FBI arrests ex-Credit Suisse broker (Reuters)

NEW YORK (Reuters) - An indicted former Credit Suisse (CSGN.VX) broker was in U.S. custody on Thursday to face charges over deceptive sales of subprime-related auction-rate debt, the FBI said.

FBI officials said former broker Julian Tzolov, a native of Bulgaria, was arrested at New York's John F. Kennedy International Airport and taken to FBI offices in Manhattan.

"Mr Tzolov is in U.S. custody and he will be arraigned on the charges," the FBI official said.

Tzolov and a former colleague, Eric Butler, were charged with conspiracy, securities fraud and wire fraud in an indictment unsealed in U.S. District Court in Brooklyn on Wednesday.

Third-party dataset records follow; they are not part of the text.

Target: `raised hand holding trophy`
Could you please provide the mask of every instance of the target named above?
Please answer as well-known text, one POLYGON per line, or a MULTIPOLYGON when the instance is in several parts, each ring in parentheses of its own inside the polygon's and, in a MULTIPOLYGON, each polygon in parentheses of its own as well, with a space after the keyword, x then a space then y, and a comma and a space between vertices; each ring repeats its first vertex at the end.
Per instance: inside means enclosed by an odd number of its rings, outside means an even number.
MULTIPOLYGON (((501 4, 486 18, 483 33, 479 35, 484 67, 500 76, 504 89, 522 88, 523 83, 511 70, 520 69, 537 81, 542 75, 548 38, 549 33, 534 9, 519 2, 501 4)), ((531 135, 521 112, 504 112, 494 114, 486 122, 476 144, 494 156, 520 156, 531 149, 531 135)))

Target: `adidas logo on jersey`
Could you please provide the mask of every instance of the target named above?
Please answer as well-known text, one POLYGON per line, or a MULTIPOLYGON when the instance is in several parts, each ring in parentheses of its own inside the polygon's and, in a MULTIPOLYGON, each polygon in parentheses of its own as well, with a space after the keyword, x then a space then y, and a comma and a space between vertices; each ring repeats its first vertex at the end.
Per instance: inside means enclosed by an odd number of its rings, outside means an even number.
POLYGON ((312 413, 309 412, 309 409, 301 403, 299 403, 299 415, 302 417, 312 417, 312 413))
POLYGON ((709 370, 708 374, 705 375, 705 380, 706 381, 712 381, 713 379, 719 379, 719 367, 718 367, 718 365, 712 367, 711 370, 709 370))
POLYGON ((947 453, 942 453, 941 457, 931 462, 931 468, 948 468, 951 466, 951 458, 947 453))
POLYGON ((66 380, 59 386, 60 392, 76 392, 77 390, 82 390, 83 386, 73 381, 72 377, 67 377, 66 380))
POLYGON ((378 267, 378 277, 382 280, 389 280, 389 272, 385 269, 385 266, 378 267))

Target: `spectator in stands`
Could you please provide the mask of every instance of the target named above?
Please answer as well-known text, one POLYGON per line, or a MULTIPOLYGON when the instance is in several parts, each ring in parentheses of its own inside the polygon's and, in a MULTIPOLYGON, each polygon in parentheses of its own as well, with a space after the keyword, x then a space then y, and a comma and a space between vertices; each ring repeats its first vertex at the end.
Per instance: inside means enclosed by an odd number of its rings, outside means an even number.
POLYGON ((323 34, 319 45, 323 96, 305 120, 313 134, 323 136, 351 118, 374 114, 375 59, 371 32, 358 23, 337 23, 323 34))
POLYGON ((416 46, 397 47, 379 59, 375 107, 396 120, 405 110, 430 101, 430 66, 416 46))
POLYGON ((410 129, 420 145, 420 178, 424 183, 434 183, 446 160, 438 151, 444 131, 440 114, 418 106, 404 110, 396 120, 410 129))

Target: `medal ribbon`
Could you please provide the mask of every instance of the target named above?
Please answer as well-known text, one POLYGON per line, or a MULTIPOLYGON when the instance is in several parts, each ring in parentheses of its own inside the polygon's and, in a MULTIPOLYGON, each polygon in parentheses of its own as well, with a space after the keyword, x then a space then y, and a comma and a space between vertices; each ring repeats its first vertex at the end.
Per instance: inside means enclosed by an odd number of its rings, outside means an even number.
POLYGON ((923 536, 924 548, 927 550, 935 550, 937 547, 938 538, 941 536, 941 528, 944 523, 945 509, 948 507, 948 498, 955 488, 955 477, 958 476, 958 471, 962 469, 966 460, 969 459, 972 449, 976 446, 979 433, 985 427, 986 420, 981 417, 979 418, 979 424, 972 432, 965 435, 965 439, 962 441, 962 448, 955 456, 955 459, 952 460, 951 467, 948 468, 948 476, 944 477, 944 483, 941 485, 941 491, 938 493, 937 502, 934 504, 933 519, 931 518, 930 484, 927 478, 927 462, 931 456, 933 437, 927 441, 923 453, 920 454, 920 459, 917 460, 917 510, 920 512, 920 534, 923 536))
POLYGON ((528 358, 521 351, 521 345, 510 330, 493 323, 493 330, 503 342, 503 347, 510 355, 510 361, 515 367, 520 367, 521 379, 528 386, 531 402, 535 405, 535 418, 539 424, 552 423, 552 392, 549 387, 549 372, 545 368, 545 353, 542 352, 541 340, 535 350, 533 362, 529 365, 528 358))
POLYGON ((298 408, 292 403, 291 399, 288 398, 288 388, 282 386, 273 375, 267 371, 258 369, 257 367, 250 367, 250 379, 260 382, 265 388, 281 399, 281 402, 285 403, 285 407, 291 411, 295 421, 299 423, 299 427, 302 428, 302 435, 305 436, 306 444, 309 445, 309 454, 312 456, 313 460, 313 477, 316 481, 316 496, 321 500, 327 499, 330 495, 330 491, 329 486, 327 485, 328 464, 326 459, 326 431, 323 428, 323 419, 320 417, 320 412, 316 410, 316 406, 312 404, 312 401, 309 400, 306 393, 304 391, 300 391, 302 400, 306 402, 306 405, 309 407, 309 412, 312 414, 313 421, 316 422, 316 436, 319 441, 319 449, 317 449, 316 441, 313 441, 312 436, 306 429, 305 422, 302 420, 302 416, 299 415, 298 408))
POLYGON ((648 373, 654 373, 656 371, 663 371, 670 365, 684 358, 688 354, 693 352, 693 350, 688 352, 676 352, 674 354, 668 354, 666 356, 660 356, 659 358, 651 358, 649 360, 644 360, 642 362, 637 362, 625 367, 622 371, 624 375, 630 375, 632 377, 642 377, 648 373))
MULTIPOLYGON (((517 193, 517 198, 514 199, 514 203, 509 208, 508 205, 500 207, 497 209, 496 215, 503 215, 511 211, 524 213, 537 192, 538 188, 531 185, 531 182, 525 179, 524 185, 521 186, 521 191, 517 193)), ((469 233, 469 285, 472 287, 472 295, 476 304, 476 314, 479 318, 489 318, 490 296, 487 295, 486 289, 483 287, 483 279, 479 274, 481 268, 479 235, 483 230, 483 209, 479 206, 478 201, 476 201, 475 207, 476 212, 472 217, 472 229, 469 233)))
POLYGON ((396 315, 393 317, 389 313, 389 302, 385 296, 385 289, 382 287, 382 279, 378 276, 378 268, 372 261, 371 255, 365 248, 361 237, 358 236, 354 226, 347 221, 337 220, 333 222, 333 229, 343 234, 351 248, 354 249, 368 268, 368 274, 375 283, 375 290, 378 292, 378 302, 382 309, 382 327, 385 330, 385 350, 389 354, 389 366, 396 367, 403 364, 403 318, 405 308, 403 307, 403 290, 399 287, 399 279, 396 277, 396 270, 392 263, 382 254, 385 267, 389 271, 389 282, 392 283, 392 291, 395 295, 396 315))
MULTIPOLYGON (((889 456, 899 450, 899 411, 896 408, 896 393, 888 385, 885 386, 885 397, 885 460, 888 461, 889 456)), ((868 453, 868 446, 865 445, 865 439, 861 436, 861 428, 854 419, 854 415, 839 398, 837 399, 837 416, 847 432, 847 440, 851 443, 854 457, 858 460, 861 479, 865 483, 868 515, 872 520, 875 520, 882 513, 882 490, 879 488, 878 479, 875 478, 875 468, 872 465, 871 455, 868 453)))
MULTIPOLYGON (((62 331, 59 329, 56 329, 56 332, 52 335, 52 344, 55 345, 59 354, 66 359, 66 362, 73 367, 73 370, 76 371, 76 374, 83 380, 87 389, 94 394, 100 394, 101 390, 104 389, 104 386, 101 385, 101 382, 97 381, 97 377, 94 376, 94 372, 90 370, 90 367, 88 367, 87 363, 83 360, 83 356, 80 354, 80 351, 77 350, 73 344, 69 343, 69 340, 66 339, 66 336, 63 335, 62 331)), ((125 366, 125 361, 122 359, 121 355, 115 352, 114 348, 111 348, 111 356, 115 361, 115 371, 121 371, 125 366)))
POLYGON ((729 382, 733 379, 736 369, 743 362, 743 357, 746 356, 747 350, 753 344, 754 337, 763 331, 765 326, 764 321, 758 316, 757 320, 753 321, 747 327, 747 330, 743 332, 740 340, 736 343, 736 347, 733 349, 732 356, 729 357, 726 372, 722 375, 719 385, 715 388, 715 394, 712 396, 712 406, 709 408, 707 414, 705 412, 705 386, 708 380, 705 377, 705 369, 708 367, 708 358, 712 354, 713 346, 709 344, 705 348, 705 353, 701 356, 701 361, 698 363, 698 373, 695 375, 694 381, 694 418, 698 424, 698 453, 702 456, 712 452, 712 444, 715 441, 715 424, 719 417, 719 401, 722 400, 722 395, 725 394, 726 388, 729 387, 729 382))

Butler, 36, pleaded not guilty at his arraignment to all the charges and he was released on $2.5 million bail, but Tzolov was out of the country and did not appear in court with his former colleague.

The office of the U.S. Attorney in the Eastern District of New York said Tzolov, 35, was scheduled to be arraigned in court on Friday.

An attorney for Tzolov could not immediately be reached for comment.

Prosecutors accused Butler and Tzolov of misleading customers into believing that auction-rate securities in their accounts were backed by federally guaranteed student loans and were a safe and liquid alternative to bank deposits or money market funds.

In a similar separate civil complaint, the Securities and Exchange Commission said the two men made unauthorized purchases of more than $1 billion in auction-rate securities for corporate customers' accounts from November 2004 to August 2007.

According to regulators, brokerages misled investors into believing that auction-rate debt, which has rates that reset in periodic auctions, was safe and the equivalent of cash.

Much of the $330 billion market has been frozen since February, when brokerages abandoned their traditional role as buyers of last resort.

The brokers resigned from Credit Suisse in August last year. The firm said it told regulators and cooperated with the authorities.